Oct 12, 2010 22:09
Someone I know--a family friend, from church--has been diagnosed with malignant pleural mesothelioma. "Advanced", I am told, though I don't quite know what that means; local invasion into the pericardium is what I'm given to understand, no word on mets. The doctors say, 48 hours to live.
What surprises me about this, what really surprises me, is that my first reaction to this was--sadness. It has been a long time since I've felt sad at someone's death, you know? Long time ago and far far away. Mortality haunts my thoughts from time to time (WHAT HAS BEEN SEEN CANNOT BE UNSEEN, as the cat says), but when I try to find the last time I sorrowed over someone's passing, the last time a death got under my guard...it's a bit like staring into the distance. The foggy distance. I don't know.
I tried to work out why it got me that way; I think it's partially that I actually like these people? The guy's wife, she's the one of'em that I know best, but the family has a lovely streak of COMMON SENSE and pragmatism that I am rather fond of. And...I don't know. I'm not sure why I like them besides that. That IS the big thing, I think. They don't taste as phony as other people do.

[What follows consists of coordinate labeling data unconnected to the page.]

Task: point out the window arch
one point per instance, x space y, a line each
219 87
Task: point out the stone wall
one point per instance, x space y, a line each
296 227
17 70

And I know that, given half the chance, I start to think about my own family's death ("not if but when" is a phrase that seems to have stuck), and then I get lots maudlin. Sympathy (not empathy, because I'm thinking how I feel, not how they feel). But that doesn't explain why it caught me between the ribs, different from other times. Maybe it's the hormones. Always blame the hormones.
Yeah I feel a bit of a douchebag mulling over my own thoughts, my own responses, when someone will likely shortly never ever ever see their husband or father again, but I wanted to pick at it.